Le règne de Nick Saban à la tête du Crimson Tide d’Alabama a établi le standard contre lequel tous les programmes universitaires sont maintenant mesuré, malheureusement - pour eux. Depuis son embauche en 2007, le Tide gagne 87% de ses matchs (137 victoire contre seulement 20 défaites) et si on ignore sa première saison, c’est un astronomique 91%. Sur ces années, Alabama a remporté 5 titres nationaux et a terminé à la tête de leur conférence à neuf occasions. Même ses confrères parlent de lui et de son programme comme une entité provenant d’une autre galaxie - une sorte d’étoile de la mort qui ravage tout sur sa trajectoire. La vision et la philosophie de Saban sont omniprésentes dans le centre sportif - à un tel point que si vous croisez un préposé au matériel en train de plier des serviettes en plein mois de juillet et vous lui demandez ce qu’il fait, il est probable qu’il vous réponde « je gagne un titre national » ; il plie ces serviettes comme si le sort de l’équipe entière en dépendait car son coach n’accepterait rien de moins. Alors, quelle est la recette de Saban ? Elle est simple mais pourtant moins facile à instaurer, vous n’avez qu’à demander à ces anciens adjoints qui n’ont jamais remporté un match contre lui : fiche cumulative 0-14.
Le fameux process
Le secret de Saban réside dans ce qu’il appelle le process. Au lieu de parler de victoires et de titres, Saban fait en sorte que l’équipe se concentre sur les étapes qui assurent le succès. Le résultat est la conséquence directe de ce process. Au lieu de regarder le score, il demande à ses joueurs de se concentrer sur leur combat individuel. Au lieu de penser à remporter un titre, plutôt se concentrer sur la complétion d’un mouvement à la salle de musculation. En gros, focaliser son énergie sur les choses qui restent sous son contrôle. La vie d’un champion donc, ne s’articule pas autour de l’idée de victoire mais de celle de ce process. Le succès n’est que la conséquence d’une adhésion totale à cette philosophie. L’équipe se construit pas-à-pas, jour après jour. La compétition n’est qu’une étape parmi les autres, permettant de valider les acquis du process. Pour Saban, la réussite ne se définit pas par les résultats mais par la répétition constante de l’effort. Son credo : beaucoup veulent le succès mais peu sont capables de tenir les efforts nécessaires pour y parvenir. Toujours penser à ce que nous pouvons faire pour accomplir et améliorer la tâche quotidienne. Même après le succès, le process s’avère plus important que les célébrations pour ce coach tant décoré. Un soir de titre national, Saban s’est ainsi impatienté d’être retenu au téléphone par des amis le félicitant alors qu’il souhaitait profiter de ce moment pour recruter de nouveaux joueurs - s’attarder sur le passé, même glorieux et immédiat, n’apporte rien ; ce champion va sans cesse de l’avant, de tâche en tâche.

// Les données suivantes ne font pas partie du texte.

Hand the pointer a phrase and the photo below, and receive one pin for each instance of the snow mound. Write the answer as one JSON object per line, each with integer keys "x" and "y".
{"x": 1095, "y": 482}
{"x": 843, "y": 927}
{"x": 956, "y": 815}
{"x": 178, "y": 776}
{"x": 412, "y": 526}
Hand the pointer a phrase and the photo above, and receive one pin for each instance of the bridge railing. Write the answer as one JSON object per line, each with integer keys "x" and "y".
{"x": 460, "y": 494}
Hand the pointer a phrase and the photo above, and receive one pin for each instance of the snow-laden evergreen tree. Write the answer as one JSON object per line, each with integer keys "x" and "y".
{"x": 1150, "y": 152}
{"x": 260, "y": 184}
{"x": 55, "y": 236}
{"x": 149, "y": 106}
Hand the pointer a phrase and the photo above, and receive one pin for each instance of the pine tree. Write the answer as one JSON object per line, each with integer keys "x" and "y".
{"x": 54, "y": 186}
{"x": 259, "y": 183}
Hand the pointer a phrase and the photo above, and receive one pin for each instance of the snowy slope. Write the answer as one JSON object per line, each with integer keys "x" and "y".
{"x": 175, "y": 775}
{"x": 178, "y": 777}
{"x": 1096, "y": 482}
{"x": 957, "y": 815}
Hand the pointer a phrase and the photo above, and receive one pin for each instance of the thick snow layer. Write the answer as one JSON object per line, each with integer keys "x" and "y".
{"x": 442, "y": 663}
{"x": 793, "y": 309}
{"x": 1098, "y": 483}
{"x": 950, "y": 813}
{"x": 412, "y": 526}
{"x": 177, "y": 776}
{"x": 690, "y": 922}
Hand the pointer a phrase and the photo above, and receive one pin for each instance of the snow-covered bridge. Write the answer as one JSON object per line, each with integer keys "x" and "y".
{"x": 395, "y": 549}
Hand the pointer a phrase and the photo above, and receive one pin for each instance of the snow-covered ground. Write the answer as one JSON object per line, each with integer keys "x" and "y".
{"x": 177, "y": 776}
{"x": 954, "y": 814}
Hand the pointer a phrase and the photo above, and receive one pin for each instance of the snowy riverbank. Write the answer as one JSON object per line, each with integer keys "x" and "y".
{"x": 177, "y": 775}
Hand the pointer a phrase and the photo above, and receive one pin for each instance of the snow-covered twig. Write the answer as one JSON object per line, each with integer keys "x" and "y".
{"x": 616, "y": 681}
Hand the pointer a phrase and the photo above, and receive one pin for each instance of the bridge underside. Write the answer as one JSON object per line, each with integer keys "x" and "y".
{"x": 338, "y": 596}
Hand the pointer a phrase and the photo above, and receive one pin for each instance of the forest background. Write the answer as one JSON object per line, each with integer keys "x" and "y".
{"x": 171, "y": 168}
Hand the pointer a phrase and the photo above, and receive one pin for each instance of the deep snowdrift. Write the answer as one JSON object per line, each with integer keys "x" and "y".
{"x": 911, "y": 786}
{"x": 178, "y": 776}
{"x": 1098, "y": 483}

L’exemple ultime de cette philosophie fut la dispute entre Barrett Jones (Centre) et A.J. McCarron (QB) lors de la finale en 2013. Le score était de 42-14 à l’avantage d’Alabama et il restait moins que sept minutes à jouer dans la rencontre. Mais pour ces deux adeptes du process, le score n’importait peu - l’exécution parfaite du jeu actuel était leur seule préoccupation. Incapable de s’entendre dans leur communication avant le snap, McCarron a dû signalé un temps-mort, une dispute s’ensuit et Jones a même poussé son colocataire devant le regard de millions de téléspectateurs interloqués. Saban, quant à lui, devait sourire intérieurement.